Takie jeszcze dodatkowe spostrzeżenia co do użytkowania R6mk2 względem R:
- każdy czepiał się przeniesienia włącznika aparatu na prawo - szczerze mówiąc jest mi to mega obojętne, czy jest po lewej, czy po prawej. Myślałem, że będzie mi to przeszkadzać, ale tak nie jest. "Nowy" odruch względem Rki nauczony z lekkością,
- przeglądanie zdjęć jest lekko drażniące, tj żeby oglądać po kolei, to kręcimy pokrętłem za pomocą kciuka. I teraz - przeglądając zdjęcia powoli nie przeszkadza to zupełnie, natomiast jeżeli robimy serię zdjęć i chcemy przejrzeć z grubsza "jak to siadło" w miarę szybko to kręcenie pokrętłem jest gorszym rozwiązaniem niż po prostu trzymanie przycisku, jak było w R. Szkoda, że ów pokrętło w R6mk2 nie jest pokrętłem oraz przyciskiem kierunkowym zarazem (lewo, prawo, góra, dół). Nie pamiętam, czy tak nie było w 6d??
- jedyne czego brakuje mi górnym wyświetlaczu, jaki miała Rka to wyświetlanie stanu baterii. Np po tygodniu czasu biorę aparat, bo szykuję się na drugi dzień na wyjazd.

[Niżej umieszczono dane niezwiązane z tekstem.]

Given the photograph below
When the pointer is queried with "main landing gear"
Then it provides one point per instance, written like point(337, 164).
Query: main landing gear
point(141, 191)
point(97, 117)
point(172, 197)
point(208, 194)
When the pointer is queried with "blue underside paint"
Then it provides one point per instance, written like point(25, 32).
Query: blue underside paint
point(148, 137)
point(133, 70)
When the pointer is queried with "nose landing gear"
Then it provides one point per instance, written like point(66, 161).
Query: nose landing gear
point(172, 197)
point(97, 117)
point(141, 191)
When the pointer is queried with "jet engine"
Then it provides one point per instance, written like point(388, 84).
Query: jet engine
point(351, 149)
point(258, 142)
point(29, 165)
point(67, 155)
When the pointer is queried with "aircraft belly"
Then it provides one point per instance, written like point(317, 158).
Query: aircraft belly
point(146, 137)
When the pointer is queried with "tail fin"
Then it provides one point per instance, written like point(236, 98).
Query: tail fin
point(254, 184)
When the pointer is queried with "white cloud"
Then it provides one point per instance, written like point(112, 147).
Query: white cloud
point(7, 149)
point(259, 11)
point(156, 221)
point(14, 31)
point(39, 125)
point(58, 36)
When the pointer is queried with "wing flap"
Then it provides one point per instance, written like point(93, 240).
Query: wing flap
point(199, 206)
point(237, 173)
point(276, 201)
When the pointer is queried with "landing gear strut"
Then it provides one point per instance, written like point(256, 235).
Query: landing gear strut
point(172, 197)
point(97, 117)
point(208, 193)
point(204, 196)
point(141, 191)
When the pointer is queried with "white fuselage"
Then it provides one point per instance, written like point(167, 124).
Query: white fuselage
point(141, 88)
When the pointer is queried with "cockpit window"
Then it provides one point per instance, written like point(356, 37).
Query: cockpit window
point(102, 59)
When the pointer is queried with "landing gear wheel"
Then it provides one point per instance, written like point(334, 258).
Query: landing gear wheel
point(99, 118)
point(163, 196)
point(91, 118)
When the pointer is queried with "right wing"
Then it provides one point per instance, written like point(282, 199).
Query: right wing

Włączam go, patrzę na górny wyświetlacz i mam szybką informację. W R6mk2 muszę odchylić ekran i tam w gąszczu ikonek znaleźć malutką informację z stanem baterii. Natomiast w bitwie wyboru menu pokrętło vs ekranik nie mam zwycięzcy. I tak i tak jest ok. Może ciut bardziej na plusik dla pokrętła, bo w R trzeba było najpierw przycisnąć przycisk "mode" aby później pokrętłem wybrać tryb jaki nas interesuje.